Nutritionally, frozen yogurt can vary in terms of calories and fat. Nonfat frozen yogurt is available: A half-cup of Hoods Chocolate Fat Free Frozen Yogurt contains 90 calories, 0 grams of fat, and 19 grams of carbohydrate. You can also get low-fat frozen yogurt. Ben & Jerry’s Low Fat Black Raspberry frozen yogurt has 140 calories, 1.5 grams of fat, and 28 grams of carbohydrate per half-cup serving. Calorie, fat, and carbohydrate-wise, frozen yogurt isn’t a whole lot different than light or fat-free ice cream. And there’s no guarantee that the frozen yogurt you eat contains live bacterial cultures (which are deemed to be beneficial), although you may find some brands that bear the “Live & Active Cultures” seal.
Sherbet. The meaning of the word “sherbet” has undergone a metamorphosis over time. Originally, sherbet referred to a Turkish drink made from fruit juice, sugar, and chilled with snow. Today, at least in the US, sherbet is a frozen concoction made from fruit juice and water, and usually milk, egg whites, and maybe gelatin. The process of making sherbet is pretty much the same as making ice cream; what really varies are the ingredients. Sherbet contains less butterfat and much less milk than ice cream. Also, if you’re a sherbet-eater, you’ll notice that most sherbet flavors are fruit-based: orange, lemon, raspberry, and rainbow, although you’ll occasionally come across chocolate sherbet. Calorie-wise, sherbet falls along the lines of light ice cream. One-half cup of Edy’s Berry Rainbow Sherbet contains 130 calories, 2 grams of fat, and 29 grams of carbohydrate. Some people think that sherbet is a better bet in terms of carbohydrate than ice cream, but that’s really not the case — as always, read the label!

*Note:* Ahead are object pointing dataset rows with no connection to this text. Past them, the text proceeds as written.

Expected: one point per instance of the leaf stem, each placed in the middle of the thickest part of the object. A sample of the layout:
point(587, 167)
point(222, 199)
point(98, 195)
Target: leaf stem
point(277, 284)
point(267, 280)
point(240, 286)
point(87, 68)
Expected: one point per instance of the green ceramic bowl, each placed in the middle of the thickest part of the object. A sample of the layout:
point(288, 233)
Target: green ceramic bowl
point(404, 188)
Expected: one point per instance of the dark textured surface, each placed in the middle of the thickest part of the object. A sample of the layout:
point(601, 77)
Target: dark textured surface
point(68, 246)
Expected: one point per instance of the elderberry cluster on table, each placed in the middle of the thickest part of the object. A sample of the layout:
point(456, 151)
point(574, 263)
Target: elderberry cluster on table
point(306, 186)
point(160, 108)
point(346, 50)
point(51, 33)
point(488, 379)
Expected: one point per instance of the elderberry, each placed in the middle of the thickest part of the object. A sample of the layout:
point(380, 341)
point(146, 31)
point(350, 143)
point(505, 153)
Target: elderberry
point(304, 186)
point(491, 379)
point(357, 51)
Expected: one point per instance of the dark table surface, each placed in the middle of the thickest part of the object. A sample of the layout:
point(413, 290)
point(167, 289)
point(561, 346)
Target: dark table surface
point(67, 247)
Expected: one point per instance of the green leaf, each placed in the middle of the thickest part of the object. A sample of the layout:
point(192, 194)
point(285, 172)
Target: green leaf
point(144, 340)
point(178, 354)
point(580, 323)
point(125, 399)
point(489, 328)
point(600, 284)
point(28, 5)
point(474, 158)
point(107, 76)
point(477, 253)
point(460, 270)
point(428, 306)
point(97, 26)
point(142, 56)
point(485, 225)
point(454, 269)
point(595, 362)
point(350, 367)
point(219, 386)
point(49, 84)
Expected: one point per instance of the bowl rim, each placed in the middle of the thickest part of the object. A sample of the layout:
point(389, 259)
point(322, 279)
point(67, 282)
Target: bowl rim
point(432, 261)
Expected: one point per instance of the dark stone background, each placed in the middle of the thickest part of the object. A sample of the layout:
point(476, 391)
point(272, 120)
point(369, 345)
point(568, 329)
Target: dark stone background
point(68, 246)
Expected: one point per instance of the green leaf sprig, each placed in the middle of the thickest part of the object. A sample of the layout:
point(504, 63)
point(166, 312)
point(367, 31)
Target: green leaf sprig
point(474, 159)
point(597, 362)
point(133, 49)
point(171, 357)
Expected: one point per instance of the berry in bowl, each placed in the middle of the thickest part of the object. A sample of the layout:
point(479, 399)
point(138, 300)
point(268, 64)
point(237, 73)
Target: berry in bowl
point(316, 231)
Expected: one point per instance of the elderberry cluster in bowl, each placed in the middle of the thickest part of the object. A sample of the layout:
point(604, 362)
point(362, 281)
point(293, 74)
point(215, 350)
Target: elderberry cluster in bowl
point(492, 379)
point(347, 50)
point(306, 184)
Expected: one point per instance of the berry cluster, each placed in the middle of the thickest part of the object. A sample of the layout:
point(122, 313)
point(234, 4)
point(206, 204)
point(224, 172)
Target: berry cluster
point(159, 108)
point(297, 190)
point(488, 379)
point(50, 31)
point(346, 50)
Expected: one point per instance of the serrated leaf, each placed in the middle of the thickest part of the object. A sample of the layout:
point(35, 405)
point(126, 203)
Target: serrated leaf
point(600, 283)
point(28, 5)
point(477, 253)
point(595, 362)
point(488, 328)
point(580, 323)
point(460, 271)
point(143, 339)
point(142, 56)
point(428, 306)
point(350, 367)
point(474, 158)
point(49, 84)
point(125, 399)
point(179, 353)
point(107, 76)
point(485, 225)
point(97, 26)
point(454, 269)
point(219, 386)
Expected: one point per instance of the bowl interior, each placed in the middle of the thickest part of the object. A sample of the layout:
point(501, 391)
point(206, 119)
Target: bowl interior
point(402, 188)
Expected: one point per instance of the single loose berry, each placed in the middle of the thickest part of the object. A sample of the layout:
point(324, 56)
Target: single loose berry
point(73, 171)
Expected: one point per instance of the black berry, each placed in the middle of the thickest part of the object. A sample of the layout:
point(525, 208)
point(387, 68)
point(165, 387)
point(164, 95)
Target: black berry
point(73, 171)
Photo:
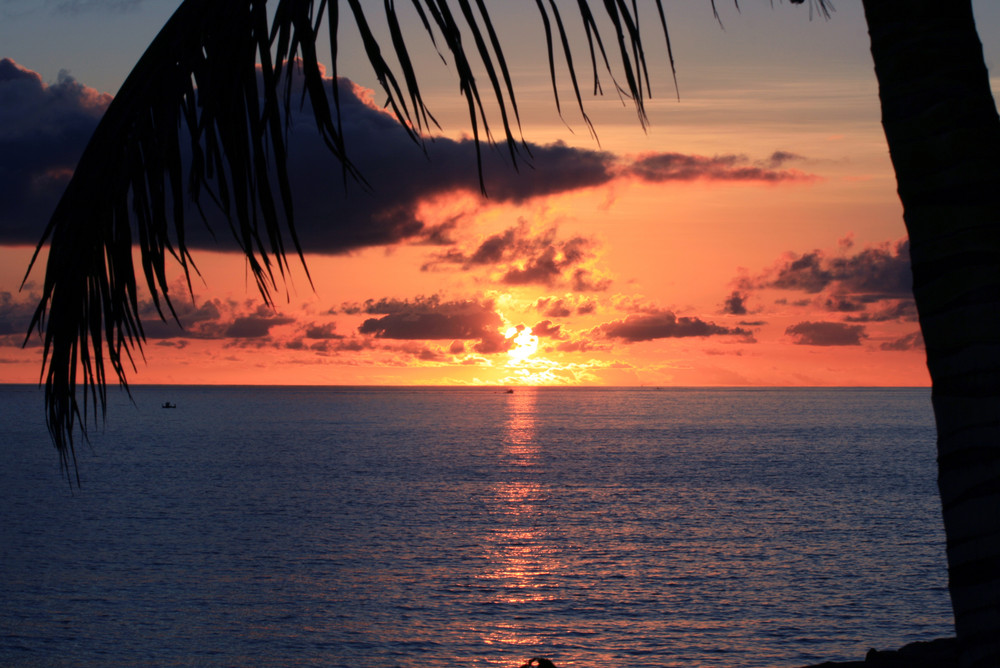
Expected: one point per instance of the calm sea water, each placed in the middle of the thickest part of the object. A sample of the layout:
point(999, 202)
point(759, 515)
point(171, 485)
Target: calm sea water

Sorbet. Sorbet sometimes gets confused with sherbet because both of these frozen treats are typically made with fruit. However, the difference is that sorbet doesn’t contain any milk. It’s essentially a frozen fruit puree with perhaps some sweetener added to boost the flavor. Sorbet is also available in nonfruit flavors, such as chocolate and coffee, and you may even come across savory sorbets with flavors such as beet, tomato, and basil. Sorbets are often used between dinner courses to “cleanse the palate.” How does sorbet stack up, nutritionally? A half-cup of Häagen-Dazs’ Chocolate Sorbet has 130 calories, 0.5 grams of fat, and 28 grams of carbohydrate. Other brands may contain closer to 100 calories per serving, but the carbohydrate is still close to 30 grams (2 carbohydrate choices). Sorbet can be a good choice for someone who is lactose intolerant or who has a milk allergy. But don’t count on sorbet being a “free” food.
By the way, if you’re curious, gelato, an Italian-style ice cream, has become quite popular in the US. Gelato is typically lower in fat and sugar than regular ice cream, and it’s more dense. Some gelatos have a custard base, meaning that they contain eggs. Calories and fat can vary, but gelatos average about 170–220 calories per half cup, about 8 grams of fat, and 24–36 grams of carbohydrate.